Some of the people who interpret your results may use an AI assistant as a support tool. If they do, the following applies:
· The AI does not communicate with you. It is a tool for the HR practitioner.
· The AI does not score or evaluate you. Scores come from the psychometrical tests, not from the AI.
· The AI does not make decisions. It can help the practitioner understand what scores mean in the context of a role, but a qualified human reviews the results and decides what to do.
· Your name is hidden from the AI. Before any information reaches the AI model, candidate names are replaced with neutral labels (such as Candidate A, B, C).
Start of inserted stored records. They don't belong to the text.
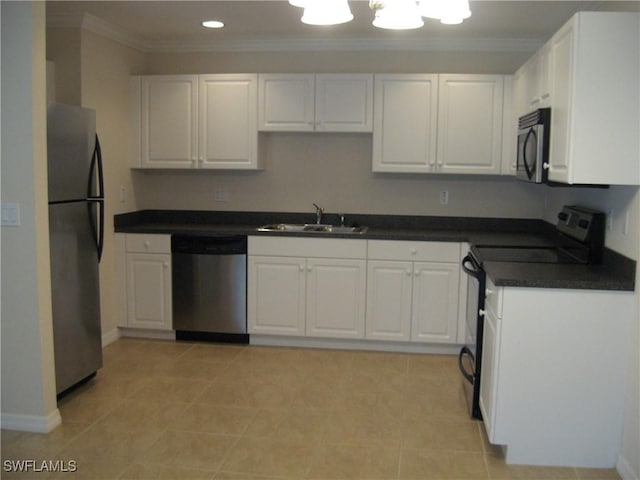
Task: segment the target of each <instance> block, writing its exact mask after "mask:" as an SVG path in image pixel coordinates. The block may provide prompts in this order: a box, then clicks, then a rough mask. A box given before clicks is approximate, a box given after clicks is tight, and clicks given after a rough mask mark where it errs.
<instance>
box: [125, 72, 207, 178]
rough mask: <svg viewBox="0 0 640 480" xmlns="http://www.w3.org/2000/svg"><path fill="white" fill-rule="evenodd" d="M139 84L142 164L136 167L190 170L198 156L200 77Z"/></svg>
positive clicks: (144, 167)
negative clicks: (198, 90)
mask: <svg viewBox="0 0 640 480" xmlns="http://www.w3.org/2000/svg"><path fill="white" fill-rule="evenodd" d="M138 85H139V86H138V92H137V93H138V94H139V95H140V103H139V106H140V112H141V114H140V116H139V118H140V153H139V159H140V163H139V165H136V166H139V167H142V168H190V167H191V166H192V165H193V164H194V163H195V161H196V160H197V157H198V76H197V75H167V76H165V75H162V76H154V77H143V78H142V79H141V84H138ZM134 89H135V87H134ZM140 89H141V91H140Z"/></svg>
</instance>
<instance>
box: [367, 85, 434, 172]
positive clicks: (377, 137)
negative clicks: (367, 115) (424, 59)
mask: <svg viewBox="0 0 640 480" xmlns="http://www.w3.org/2000/svg"><path fill="white" fill-rule="evenodd" d="M374 84H375V87H374V119H373V171H374V172H397V173H431V172H433V166H434V164H435V162H436V132H437V120H438V75H432V74H406V75H405V74H388V75H375V80H374Z"/></svg>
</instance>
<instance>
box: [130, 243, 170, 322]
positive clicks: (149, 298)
mask: <svg viewBox="0 0 640 480" xmlns="http://www.w3.org/2000/svg"><path fill="white" fill-rule="evenodd" d="M126 271H127V326H129V327H134V328H147V329H157V330H171V327H172V326H171V308H172V307H171V255H168V254H157V253H154V254H147V253H128V254H127V255H126Z"/></svg>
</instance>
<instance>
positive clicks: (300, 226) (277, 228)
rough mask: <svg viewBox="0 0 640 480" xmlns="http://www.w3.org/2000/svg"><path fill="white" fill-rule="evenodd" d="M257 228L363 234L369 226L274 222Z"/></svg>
mask: <svg viewBox="0 0 640 480" xmlns="http://www.w3.org/2000/svg"><path fill="white" fill-rule="evenodd" d="M257 230H258V231H259V232H291V233H300V232H309V233H341V234H349V233H351V234H361V233H364V232H366V231H367V227H345V226H339V225H327V224H323V223H321V224H318V223H300V224H298V223H273V224H269V225H263V226H261V227H258V228H257Z"/></svg>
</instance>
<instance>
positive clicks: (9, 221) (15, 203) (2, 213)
mask: <svg viewBox="0 0 640 480" xmlns="http://www.w3.org/2000/svg"><path fill="white" fill-rule="evenodd" d="M2 226H5V227H18V226H20V205H19V204H17V203H3V204H2Z"/></svg>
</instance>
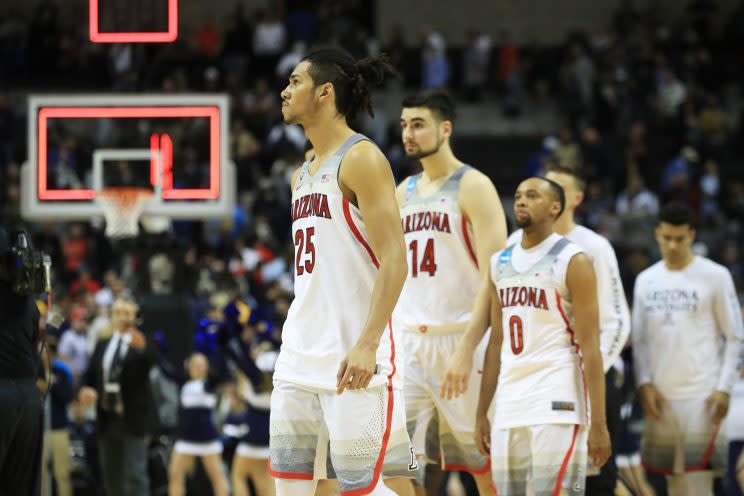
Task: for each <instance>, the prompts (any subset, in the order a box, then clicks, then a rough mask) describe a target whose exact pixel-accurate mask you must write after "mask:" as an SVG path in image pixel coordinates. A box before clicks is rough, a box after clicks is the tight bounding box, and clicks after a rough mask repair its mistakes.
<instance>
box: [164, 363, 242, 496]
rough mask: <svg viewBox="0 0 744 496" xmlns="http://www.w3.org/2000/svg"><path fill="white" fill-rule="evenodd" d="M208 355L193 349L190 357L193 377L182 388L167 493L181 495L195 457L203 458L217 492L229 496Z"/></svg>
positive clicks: (168, 494)
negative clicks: (208, 361)
mask: <svg viewBox="0 0 744 496" xmlns="http://www.w3.org/2000/svg"><path fill="white" fill-rule="evenodd" d="M208 366H209V363H208V361H207V358H206V357H205V356H204V355H202V354H201V353H194V354H193V355H191V357H190V358H189V361H188V373H189V378H190V380H189V381H188V382H186V384H184V385H183V387H182V388H181V425H180V433H179V437H178V440H177V441H176V444H175V446H174V447H173V454H172V455H171V460H170V468H169V475H168V495H169V496H182V495H183V494H185V491H184V479H185V476H186V471H187V470H188V468H189V467H191V465H192V464H193V461H194V458H195V457H199V458H201V461H202V465H203V466H204V471H205V472H206V473H207V476H208V477H209V480H210V482H211V483H212V491H213V492H214V494H215V496H227V494H228V488H227V479H226V478H225V474H224V472H223V470H222V461H221V455H222V443H221V442H220V437H219V434H218V433H217V429H216V427H215V422H214V411H215V407H216V405H217V395H216V394H215V392H214V389H213V387H214V384H213V381H212V380H210V379H209V378H208Z"/></svg>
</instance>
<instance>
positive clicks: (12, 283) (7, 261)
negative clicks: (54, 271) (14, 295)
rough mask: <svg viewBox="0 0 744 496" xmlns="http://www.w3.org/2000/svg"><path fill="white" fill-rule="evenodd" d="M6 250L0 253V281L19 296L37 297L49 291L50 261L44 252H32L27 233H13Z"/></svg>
mask: <svg viewBox="0 0 744 496" xmlns="http://www.w3.org/2000/svg"><path fill="white" fill-rule="evenodd" d="M8 245H9V246H8V250H7V252H5V253H0V281H4V282H6V283H7V284H9V285H10V288H11V291H12V292H13V293H16V294H19V295H38V294H40V293H44V292H49V291H50V290H51V268H52V259H51V257H49V255H47V254H46V253H44V252H41V251H38V250H34V249H33V248H32V247H31V241H30V239H29V236H28V233H27V232H26V231H24V230H22V229H20V230H16V231H13V232H12V234H11V236H10V239H9V243H8Z"/></svg>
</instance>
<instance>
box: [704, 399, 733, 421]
mask: <svg viewBox="0 0 744 496" xmlns="http://www.w3.org/2000/svg"><path fill="white" fill-rule="evenodd" d="M730 398H731V395H730V394H728V393H727V392H725V391H713V393H712V394H711V395H710V396H708V398H707V399H706V400H705V409H706V410H708V411H709V412H710V413H711V416H712V418H713V423H714V424H716V425H718V424H720V423H721V421H722V420H723V419H724V418H726V414H727V413H728V406H729V400H730Z"/></svg>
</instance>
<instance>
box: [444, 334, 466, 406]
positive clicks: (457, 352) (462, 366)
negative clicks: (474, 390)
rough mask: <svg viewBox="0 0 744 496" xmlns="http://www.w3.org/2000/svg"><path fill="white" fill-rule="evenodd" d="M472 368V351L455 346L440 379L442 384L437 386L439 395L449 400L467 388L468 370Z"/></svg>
mask: <svg viewBox="0 0 744 496" xmlns="http://www.w3.org/2000/svg"><path fill="white" fill-rule="evenodd" d="M472 368H473V353H472V352H470V353H468V352H466V351H463V350H462V348H461V347H460V346H458V347H457V350H456V351H455V354H454V355H452V358H451V359H450V361H449V363H448V364H447V369H446V371H445V373H444V378H443V379H442V385H441V386H440V387H439V395H440V396H441V397H442V398H444V399H446V400H451V399H452V398H457V397H458V396H460V395H461V394H465V391H467V390H468V381H469V379H470V371H471V370H472Z"/></svg>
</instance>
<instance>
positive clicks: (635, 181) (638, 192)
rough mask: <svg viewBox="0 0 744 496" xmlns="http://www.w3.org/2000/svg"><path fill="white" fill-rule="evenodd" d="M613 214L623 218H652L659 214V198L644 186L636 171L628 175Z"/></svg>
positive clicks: (640, 174) (637, 172) (615, 202)
mask: <svg viewBox="0 0 744 496" xmlns="http://www.w3.org/2000/svg"><path fill="white" fill-rule="evenodd" d="M615 212H616V213H617V214H618V215H620V216H623V217H649V218H650V217H653V216H655V215H656V214H657V213H659V198H658V197H657V196H656V195H655V194H654V193H653V192H652V191H650V190H649V189H648V188H646V185H645V184H644V181H643V177H641V174H640V173H639V172H638V171H634V172H630V173H629V174H628V185H627V186H626V187H625V189H624V190H623V191H622V192H621V193H620V194H619V195H618V197H617V201H616V202H615Z"/></svg>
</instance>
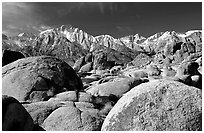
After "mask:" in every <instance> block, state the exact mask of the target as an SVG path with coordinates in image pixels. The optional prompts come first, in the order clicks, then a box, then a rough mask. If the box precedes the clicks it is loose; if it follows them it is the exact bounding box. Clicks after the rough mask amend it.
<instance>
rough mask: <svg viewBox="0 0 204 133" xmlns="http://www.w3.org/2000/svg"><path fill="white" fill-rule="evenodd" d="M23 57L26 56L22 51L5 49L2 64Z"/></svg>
mask: <svg viewBox="0 0 204 133" xmlns="http://www.w3.org/2000/svg"><path fill="white" fill-rule="evenodd" d="M21 58H25V56H24V55H23V54H22V53H21V52H18V51H11V50H4V51H3V57H2V66H5V65H7V64H9V63H11V62H14V61H16V60H18V59H21Z"/></svg>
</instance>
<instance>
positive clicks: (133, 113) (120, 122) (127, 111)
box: [101, 80, 202, 131]
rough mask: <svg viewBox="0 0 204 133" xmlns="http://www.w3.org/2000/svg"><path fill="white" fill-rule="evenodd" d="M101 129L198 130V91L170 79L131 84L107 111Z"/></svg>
mask: <svg viewBox="0 0 204 133" xmlns="http://www.w3.org/2000/svg"><path fill="white" fill-rule="evenodd" d="M101 130H102V131H201V130H202V92H201V90H200V89H197V88H195V87H190V86H187V85H185V84H183V83H179V82H177V81H170V80H153V81H151V82H148V83H144V84H141V85H138V86H136V87H134V88H133V89H132V90H130V91H129V92H128V93H126V94H125V95H124V96H123V97H122V98H121V99H119V101H118V102H117V103H116V104H115V106H114V107H113V108H112V110H111V111H110V112H109V114H108V115H107V117H106V119H105V121H104V123H103V125H102V129H101Z"/></svg>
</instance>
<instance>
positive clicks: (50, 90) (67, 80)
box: [2, 56, 83, 102]
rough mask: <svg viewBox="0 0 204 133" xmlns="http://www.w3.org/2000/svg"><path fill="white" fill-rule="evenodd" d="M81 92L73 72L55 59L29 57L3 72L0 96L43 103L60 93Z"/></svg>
mask: <svg viewBox="0 0 204 133" xmlns="http://www.w3.org/2000/svg"><path fill="white" fill-rule="evenodd" d="M82 89H83V85H82V82H81V79H80V78H79V77H78V76H77V74H76V73H75V71H74V70H73V69H72V68H71V67H70V66H69V65H68V64H67V63H65V62H64V61H61V60H59V59H57V58H55V57H50V56H38V57H28V58H24V59H19V60H18V61H15V62H13V63H10V64H8V65H6V66H4V67H3V68H2V94H5V95H10V96H13V97H14V98H16V99H17V100H19V101H31V102H37V101H45V100H48V99H49V98H50V97H52V96H54V95H55V94H58V93H60V92H64V91H71V90H72V91H77V92H78V90H82Z"/></svg>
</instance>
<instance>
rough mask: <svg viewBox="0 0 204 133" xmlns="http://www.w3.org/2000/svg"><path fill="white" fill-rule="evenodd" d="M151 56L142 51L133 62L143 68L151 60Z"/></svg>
mask: <svg viewBox="0 0 204 133" xmlns="http://www.w3.org/2000/svg"><path fill="white" fill-rule="evenodd" d="M151 60H152V59H151V58H150V57H149V56H148V55H146V54H144V53H140V54H139V55H137V56H136V58H135V59H134V60H133V61H132V62H131V63H132V64H133V65H134V66H135V67H137V68H141V67H144V66H146V65H147V64H148V63H150V62H151Z"/></svg>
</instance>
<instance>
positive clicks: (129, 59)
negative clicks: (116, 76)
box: [92, 45, 133, 70]
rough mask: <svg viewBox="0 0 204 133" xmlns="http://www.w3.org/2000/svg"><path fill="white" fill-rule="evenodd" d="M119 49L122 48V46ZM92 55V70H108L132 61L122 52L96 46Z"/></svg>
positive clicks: (93, 50) (107, 47)
mask: <svg viewBox="0 0 204 133" xmlns="http://www.w3.org/2000/svg"><path fill="white" fill-rule="evenodd" d="M120 47H121V48H123V46H120ZM92 54H93V55H94V61H93V63H94V64H93V69H95V70H104V69H110V68H112V67H113V66H115V65H125V64H127V63H128V62H130V61H131V60H132V59H133V58H132V57H131V56H128V55H126V54H125V53H123V52H120V51H116V50H114V49H111V48H108V47H105V46H102V45H98V46H96V48H95V49H94V50H93V52H92Z"/></svg>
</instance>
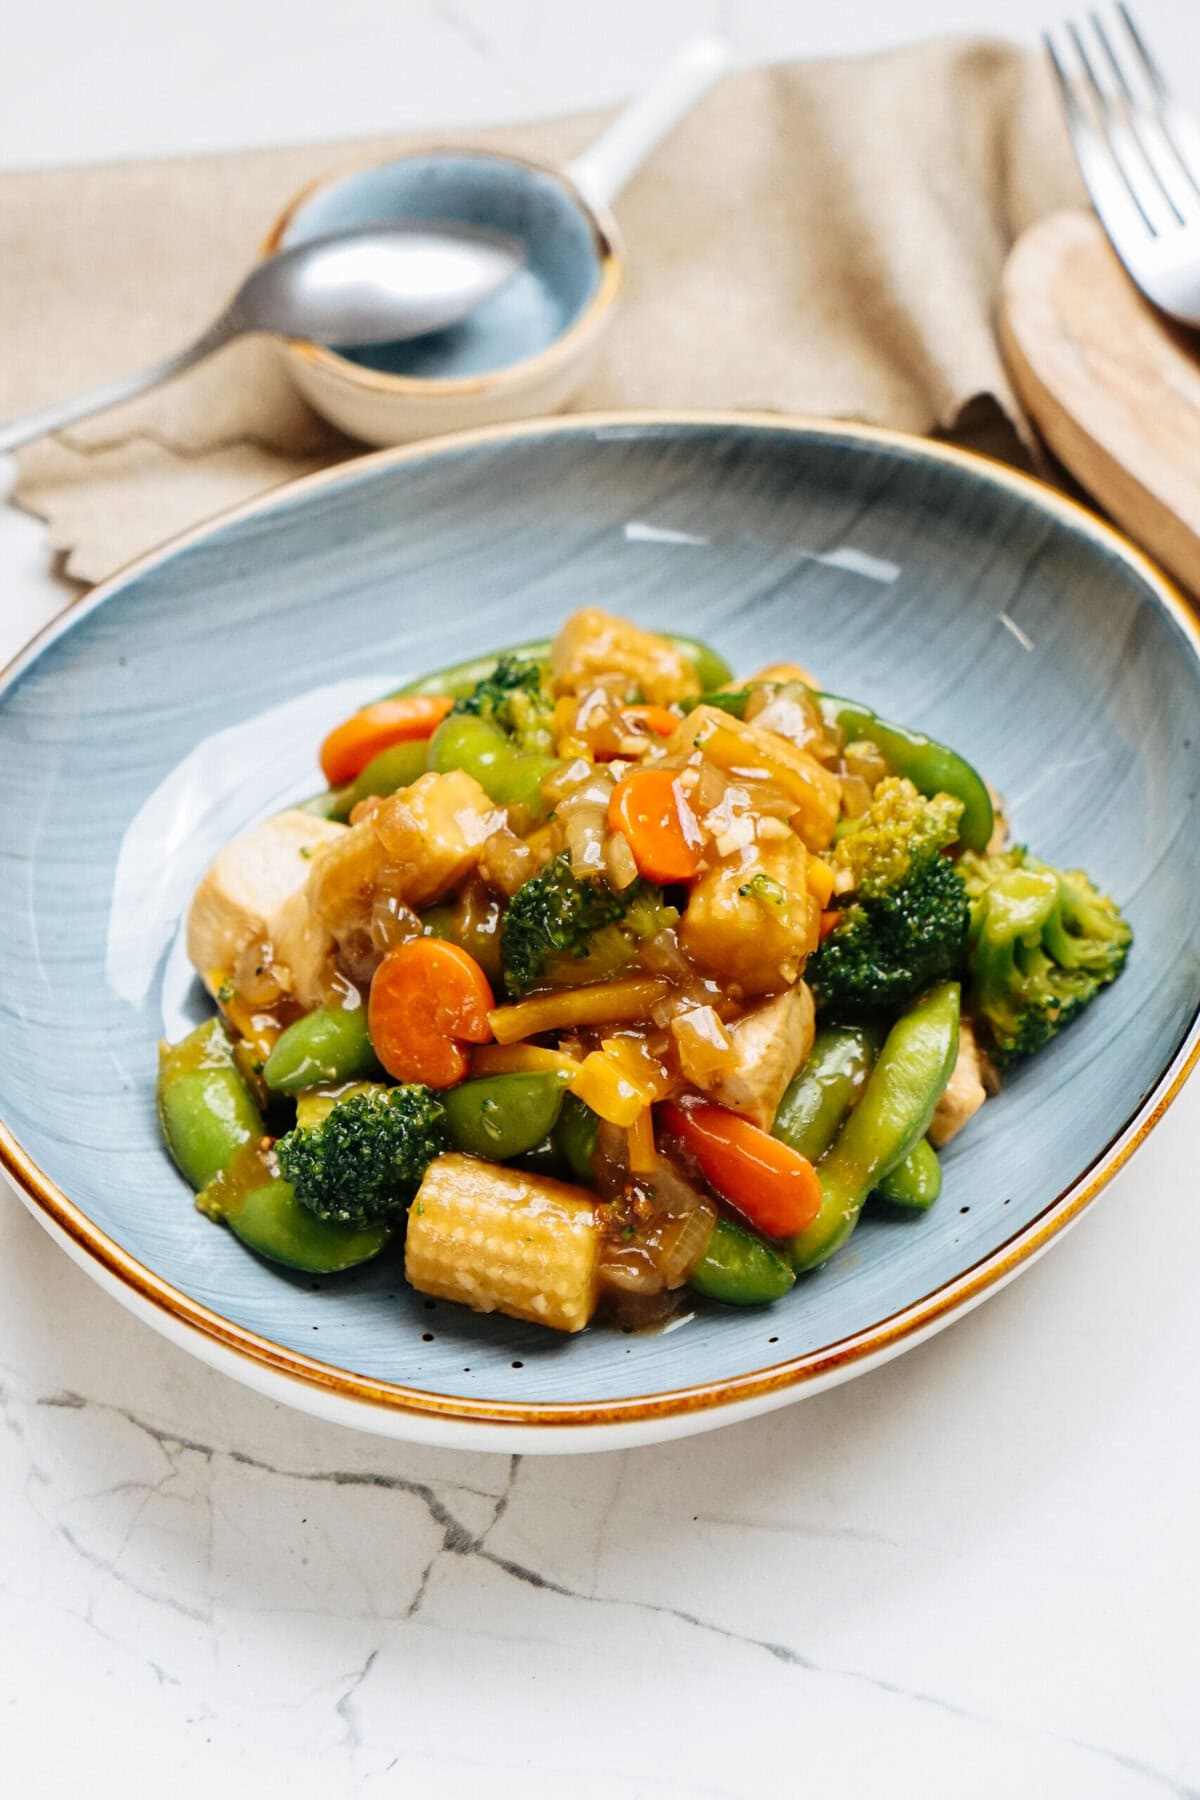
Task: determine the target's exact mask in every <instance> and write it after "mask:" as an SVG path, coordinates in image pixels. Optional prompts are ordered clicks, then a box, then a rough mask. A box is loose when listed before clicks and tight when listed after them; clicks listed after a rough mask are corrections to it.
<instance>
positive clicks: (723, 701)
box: [678, 688, 754, 718]
mask: <svg viewBox="0 0 1200 1800" xmlns="http://www.w3.org/2000/svg"><path fill="white" fill-rule="evenodd" d="M752 693H754V688H734V689H729V688H725V689H720V691H718V693H696V695H691V697H689V698H687V700H680V702H678V706H680V713H694V709H696V707H698V706H714V707H718V711H721V713H732V716H734V718H745V716H747V704H748V700H750V695H752Z"/></svg>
The AI cannot see name-based signals that could carry gender or ethnicity associations, nor e-mails or other person identifiable information. This is built in and cannot be switched off.
· Only your scores are shared with the AI, as whole numbers (STEN scores), never raw or partial data the model could misread.
If you have questions about how AI was used in interpreting your assessment, you can ask the certified user who tested you or contact your local Master country office.
Master's use of AI when developing our solutions
Master uses artificial intelligence (AI) in some parts of our work, but not in the tests themselves. All use of generative AI at Master must follow these principles:
· Human accountability: People remain responsible for decisions. AI provides support, not authority.
· Science-first foundation: AI embedded in our products must align with validated assessment science and best practice.
· Transparency and explainability: AI-supported outputs must be understandable and defensible.
· Responsibility by design: Safety, privacy and ethical considerations are built into our systems from the start.
· Controlled innovation: Experimentation is encouraged within defined governance frameworks.